What is Topology Optimization?
Topology Optimization is a design process in which three-dimensional, load bearing
parts are created with minimal material at maximum strength. In theory, the process is
First, the engineer inputs a current part and the forces that the part will likely undergo.
The program then analyzes the stress and strain on each minute element of the part. Areas
with low stress are removed, and areas with high stress are reinforced. The program then
iterates, continuing to remove and add material until certain criteria are met. For example, the
program might stop once all elements have less than a certain amount of stress and iterating
again would push them over this limit.
The results of this process are usually asymmetric, organic-looking parts. In the past,
these parts extremely impractical to manufacture. However, in an era of 3D
printing, companies are turning more and more readily to Topology Optimization to cut back weight and cost from their machines.
A Part Before and After Topology Optimization
Finite Element Analysis
The FEA calculates the stress at each element in a predefined grid. The analysis starts with an applied force and follows its path downward until it reaches the ground. Each element that receives force distributes it to the three elements beneath it. Often, an element is positioned in a way that its force can never reach ground. In this case, the element is unsupported and the analysis does not apply force to it.
The user can specify the location of forces and the location of the ground. In addition, the user can specify that certain elements are not allowed to have material. These elements are then ignored by the analysis.
(Green in bottom left and right is ground)
The program uses a Boundary Layer Optimization algorithm: it evaluates only the edge of the material. The program calculates how much material is currently used and compares this to the predefined goal. If there is more material than required, the program finds the element on the boundary with the least amount of stress and removes it. If there is more material than required, the algorithm reinforces the boundary element under the most stress by adding additional material around it.
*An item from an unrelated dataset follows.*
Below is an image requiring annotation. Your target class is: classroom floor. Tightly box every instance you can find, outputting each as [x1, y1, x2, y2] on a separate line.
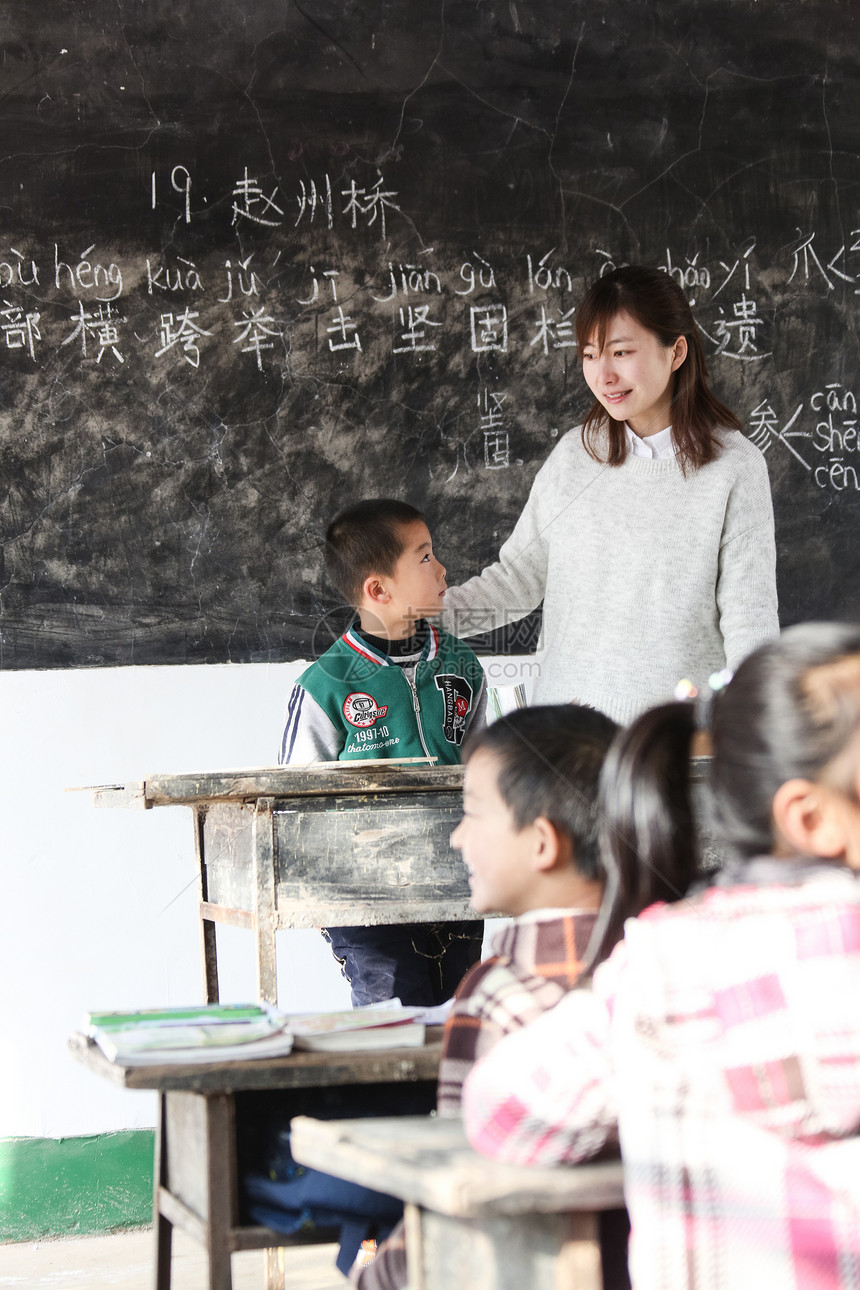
[0, 1228, 347, 1290]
Because only edges are evaluated, before the first analysis a grid of material is removed from the entirety of the part to expand the edge and allow for faster optimization.
The GUI provides the user with a number of options. The position and number of forces and ground can be modified and moved, and material can be excluded from analysis. The target amount of material can be adjusted. The analysis can be run at max speed or slowed down to allow the optimization to be visualized.